Early achievement of a 1:1 ratio of FFP:PRBC reduces mortality in patients receiving massive transfusion

Posted in Transfusion medicine, Trauma at 18:13 by Laci

By E A Gonzalez, J jastrow, J B Holcomb, L S Kao, F A Moore, R A Kozar

J Trauma 2008;64:247

We previously demonstrated that uncorrected coagulopathy in patients receiving massive transfusion was associated with increased mortality. Based on these findings we implemented early goal directed therapy beginning at the time of injury to approach an optimal plasma:PRBC ratio of 1:1. The aim of the current study was to evaluate mortality after implementation of this practice.

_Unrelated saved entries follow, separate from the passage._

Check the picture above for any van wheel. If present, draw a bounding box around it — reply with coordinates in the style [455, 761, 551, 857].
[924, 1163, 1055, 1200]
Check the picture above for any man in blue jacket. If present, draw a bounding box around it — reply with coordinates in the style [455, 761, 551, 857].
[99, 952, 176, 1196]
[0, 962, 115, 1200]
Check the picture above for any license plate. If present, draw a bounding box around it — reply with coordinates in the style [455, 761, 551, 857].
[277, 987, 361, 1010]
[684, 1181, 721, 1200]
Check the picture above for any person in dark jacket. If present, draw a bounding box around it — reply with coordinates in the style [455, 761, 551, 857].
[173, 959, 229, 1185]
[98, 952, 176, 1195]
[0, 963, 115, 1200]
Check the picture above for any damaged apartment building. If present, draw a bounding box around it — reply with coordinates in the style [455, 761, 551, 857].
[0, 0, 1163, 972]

The ratio of blood products transfused affects mortality in patients receiving massive transfusions at a combat support hospital

Posted in Transfusion medicine, Trauma at 18:13 by Laci

By M A Borgman, P C Spinella, J G Perkins, K W Grathwohl, T Repine, A C Beekley, J Sebesta, D Jenkins et al

J Trauma 2007;63:805-813

Patients with severe traumatic injuries often present with coagulopathy and require massive transfusion. The risk of death from hemorrhagic shock increases in this population. To treat the coagulopathy of trauma, some have suggested early, aggressive correction using a 1:1 ratio of plasma to red blood cell (RBC) units.

Methods
We performed a retrospective chart review of 246 patients at a US Army combat support hospital, each of who received a massive transfusion (>=10 units of RBCs in 24 hours). Three groups of patients were constructed according to the plasma to RBC ratio transfused during massive transfusion. Mortality rates and the cause of death were compared among groups.

Results
For the low ratio group the plasma to RBC median ratio was 1:8 (interquartile range, 0:12–1:5), for the medium ratio group, 1:2.5 (interquartile range, 1:3.0–1:2.3), and for the high ratio group, 1:1.4 (interquartile range, 1:1.7–1:1.2) (p < 0.001). Median Injury Severity Score (ISS) was 18 for all groups (interquartile range, 14–25). For low, medium, and high plasma to RBC ratios, overall mortality rates were 65%, 34%, and 19%, (p < 0.001); and hemorrhage mortality rates were 92.5%, 78%, and 37%, respectively, (p < 0.001). Upon logistic regression, plasma to RBC ratio was independently associated with survival (odds ratio 8.6, 95% confidence interval 2.1–35.2).

Conclusions
In patients with combat-related trauma requiring massive transfusion, a high 1:1.4 plasma to RBC ratio is independently associated with improved survival to hospital discharge, primarily by decreasing death from hemorrhage. For practical purposes, massive transfusion protocols should utilize a 1:1 ratio of plasma to RBCs for all patients who are hypocoagulable with traumatic injuries.